Zimbabwe Bans Plastic Foam Containers to Protect Environment

Zimbabwe Bans Plastic Foam Containers to Protect Environment


Zimbabwe’s Environment Management Agency has ordered the food industry to stop using containers made of expanded polystyrene and replace them with recyclable or biodegradable ones.

The agency recommends restaurants use paper packaging or encourage patrons to partake of their food on site.

The ban on expanded polystyrene (EPS) went into effect immediately, upsetting business owners left with unused stocks.

“I think this is quite unfair,” said Denford Mutashu, the president of the Confederation of Zimbabwe Retailers.
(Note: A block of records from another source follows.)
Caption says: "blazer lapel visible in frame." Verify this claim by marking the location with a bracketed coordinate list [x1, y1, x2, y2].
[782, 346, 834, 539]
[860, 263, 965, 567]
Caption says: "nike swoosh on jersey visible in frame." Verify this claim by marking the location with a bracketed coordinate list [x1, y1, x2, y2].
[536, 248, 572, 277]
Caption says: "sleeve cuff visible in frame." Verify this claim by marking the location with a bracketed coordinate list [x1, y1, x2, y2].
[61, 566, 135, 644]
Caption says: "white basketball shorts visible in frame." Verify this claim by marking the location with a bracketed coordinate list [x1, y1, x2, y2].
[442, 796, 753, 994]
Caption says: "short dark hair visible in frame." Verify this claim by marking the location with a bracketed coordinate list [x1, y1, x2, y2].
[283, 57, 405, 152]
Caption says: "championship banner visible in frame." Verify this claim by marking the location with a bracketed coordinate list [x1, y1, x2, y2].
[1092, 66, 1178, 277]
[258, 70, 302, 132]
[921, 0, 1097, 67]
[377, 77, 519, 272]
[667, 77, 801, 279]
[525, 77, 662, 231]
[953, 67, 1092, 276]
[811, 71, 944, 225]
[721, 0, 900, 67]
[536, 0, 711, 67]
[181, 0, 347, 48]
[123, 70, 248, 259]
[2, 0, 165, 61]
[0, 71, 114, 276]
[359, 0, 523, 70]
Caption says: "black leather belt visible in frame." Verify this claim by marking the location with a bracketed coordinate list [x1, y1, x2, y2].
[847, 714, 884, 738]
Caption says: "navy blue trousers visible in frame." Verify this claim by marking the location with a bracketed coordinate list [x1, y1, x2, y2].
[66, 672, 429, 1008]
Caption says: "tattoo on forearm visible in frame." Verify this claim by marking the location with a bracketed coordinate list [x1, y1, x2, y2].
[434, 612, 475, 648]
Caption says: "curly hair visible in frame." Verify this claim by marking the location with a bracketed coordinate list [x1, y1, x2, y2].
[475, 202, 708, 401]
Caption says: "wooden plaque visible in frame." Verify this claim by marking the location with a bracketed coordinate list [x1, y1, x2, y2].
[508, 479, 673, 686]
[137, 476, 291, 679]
“We are going to comply,” he said, “but we would prefer that it becomes gradual because we need a period where it has to be phased out.”

However, Steady Kangata, the spokesman of the Environmental Management Agency, says this regulation dates back to 2012 and businesses were made aware.
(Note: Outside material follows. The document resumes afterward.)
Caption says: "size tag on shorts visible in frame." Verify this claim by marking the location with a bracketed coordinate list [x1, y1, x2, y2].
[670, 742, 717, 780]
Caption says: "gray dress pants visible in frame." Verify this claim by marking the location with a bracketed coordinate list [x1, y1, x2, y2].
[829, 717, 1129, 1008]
“We have made wide consultations already,” he said. “The instrument that we have activated is an instrument of 2012, so the time lag between activation and promulgation, or gazetting of the regulation, they [the businesses] had promised us that they would come up with something tangible, but up to now nothing has come to fruition. So there is no going back. What they should be doing is looking at alternatives, because alternatives are there and are so many and diverse.”

EPS is a plastic foam, also known as a kaylite. The government says EPS is dangerous because it emits toxic chemicals when the containers are burned, and garbage is routinely burned in Zimbabwe.
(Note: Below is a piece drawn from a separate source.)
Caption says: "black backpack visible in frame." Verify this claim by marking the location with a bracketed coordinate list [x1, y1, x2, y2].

Another issue is litter. The containers are among the garbage clogging drainage in Harare and contributing to flooding.

Environmentalists in Zimbabwe are applauding the ban but say the government hasn’t gone nearly far enough. Other African countries, including most recently Kenya, have banned the use of plastic bags.

“Plastics, when they get into the environment, especially in the food chain, are dangerous to animals,” said Christopher Magadza, a professor of environmental studies at the University of Zimbabwe. “And the thing is, people say some plastics are biodegradable. There is no biodegradable plastic. It just breaks up into smaller and smaller bits. … And when plastic catches fire, we breathe it and [it] spoils the air.”

The government says anyone found flouting the EPS ban will be fined between $30 and $5,000.